The retrieval stack is split across optional extras so you don't pay the dependency cost of connectors you don't use. Pick the smallest set that covers what you're building.

Pick by use case

You want to…	Install
Try retrieval end-to-end with everything available	`pip install "railtracks[retrieval]"`
Build a retrieval pipeline against your own loader/store	`pip install "railtracks[retrieval-core]"`
Add a specific source (S3, GCS, Azure Blob, SQL, HuggingFace)	`[retrieval-core]` + the connector extra
OCR scanned PDFs	`[retrieval-core]` + `[ocr]` (plus the Tesseract system binary)
Use a real vector store backend	`[retrieval-core]` + `[stores-vector]` or `[stores-chroma]`

Extras

`[retrieval-core]`

The minimum to run the pipeline. Includes chunking (tiktoken), the basic PDF loader (pypdf), and the InMemoryBackend (numpy). Use this when you're wiring your own loader or store and don't want the full integration set.

pip install "railtracks[retrieval-core]"

`[retrieval]`:

[retrieval-core] plus every built-in connector and backend (OCR, HuggingFace, ChromaDB, AWS, Azure Blob, GCP, SQL, pgvector).

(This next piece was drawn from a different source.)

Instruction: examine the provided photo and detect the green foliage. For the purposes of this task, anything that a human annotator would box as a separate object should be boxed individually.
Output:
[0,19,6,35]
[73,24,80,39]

Largest install; use when you want everything available.

pip install "railtracks[retrieval]"

Granular extras

Combine these with [retrieval-core] to add specific capabilities.

Extra	Adds	For
`[ocr]`	`pypdfium2`, `pytesseract`, `pillow`	OCR fallback in `PyPDFOCRLoader`. Also needs the Tesseract binary on `PATH`.
`[huggingface]`	`datasets`	`HuggingFaceDatasetLoader` for streaming HF datasets.
`[chroma]`	`chromadb`, `pdfplumber`	ChromaDB-backed ingestion utilities.
`[aws]`	`boto3`	`S3Loader`.
`[azure-blob]`	`azure-core`, `azure-identity`, `azure-storage-blob`	`AzureBlobLoader`.
`[gcp]`	`google-cloud-storage`	`GCSLoader`.
`[sql]`	`sqlalchemy`	`SQLLoader`.

Store backends

The retrieval pipeline ships three vector store backends. The in-memory backend is included in [retrieval-core]; the others are opt-in:

Extra	Backend	Notes
(none)	`InMemoryBackend`	Already in `[retrieval-core]`. Useful for tests and small corpora.
`[stores-vector]`	`PgvectorBackend`	Adds `asyncpg`, `pgvector`. Requires a Postgres instance with the `pgvector` extension.
`[stores-chroma]`	`ChromaBackend`	Adds `chromadb`.
`[stores-all]`	both	Convenience umbrella for the two persistent backends.

System-level dependencies

A few extras need things that aren't on PyPI:

[ocr]: The pytesseract Python wrapper needs the Tesseract binary installed and on PATH. See the Tesseract install guide.
[stores-vector]: asyncpg/pgvector need a running Postgres with the pgvector extension enabled.

What about `[all]`?

railtracks[all] does not include the retrieval stack. It covers the rest of railtracks (visualizer, Portkey integration). Install [retrieval] (or [retrieval-core] + targeted extras) alongside if you need both.